Luíza Lanza and Daniel Tozzi Mendes

CURITIBA — "After the 15th, it's almost impossible to eat meat," says salesperson Cristina Souza Brito, as she leaves a supermarket in Curitiba, capital of the state of Paraná in southern Brazil.

“Chicken or beef is only available when the salary comes at the beginning of the month," she adds. "Then we get by with omelettes, fried or boiled eggs."

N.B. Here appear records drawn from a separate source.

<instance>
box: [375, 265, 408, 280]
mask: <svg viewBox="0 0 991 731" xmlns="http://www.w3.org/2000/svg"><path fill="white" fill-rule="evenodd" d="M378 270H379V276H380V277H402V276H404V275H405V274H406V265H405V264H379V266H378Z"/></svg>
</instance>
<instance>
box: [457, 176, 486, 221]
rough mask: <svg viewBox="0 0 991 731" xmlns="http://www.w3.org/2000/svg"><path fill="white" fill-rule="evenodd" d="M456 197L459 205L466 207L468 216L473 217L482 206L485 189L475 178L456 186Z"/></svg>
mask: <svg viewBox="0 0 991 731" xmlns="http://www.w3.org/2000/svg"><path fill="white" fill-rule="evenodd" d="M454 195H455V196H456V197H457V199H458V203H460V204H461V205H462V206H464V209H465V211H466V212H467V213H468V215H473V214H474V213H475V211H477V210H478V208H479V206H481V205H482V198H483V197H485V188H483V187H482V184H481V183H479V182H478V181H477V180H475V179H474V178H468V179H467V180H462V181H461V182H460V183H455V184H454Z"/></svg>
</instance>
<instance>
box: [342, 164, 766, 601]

Since the beginning of 2021, this has been the routine in the house where she lives with her daughter, a niece and two siblings. Brazilians might be replacing meat with eggs because of their budgets: meat has increased in price above inflation and, in April 2022, it cost 42.6% more than in early 2020, according to the Institute of Applied Economic Research.

The group Food for Justice pointed out that at the end of 2020, eggs had been the food that Brazilians had been consuming more of (+18.8%), and meat recorded the biggest drop (-44%), which reinforces the idea of substitution between the two foods.

Health and economic crisis aside, Brazilians have never eaten as many eggs as they do now. Egg consumption in the country has more than doubled in the last 15 years, rising from the annual mark of 120 eggs per capita in 2007 to 257 in 2021, according to figures from the Brazilian Animal Protein Association. The current level of eggs consumed by each Brazilian over the course of a year is higher than the world average, which is 227.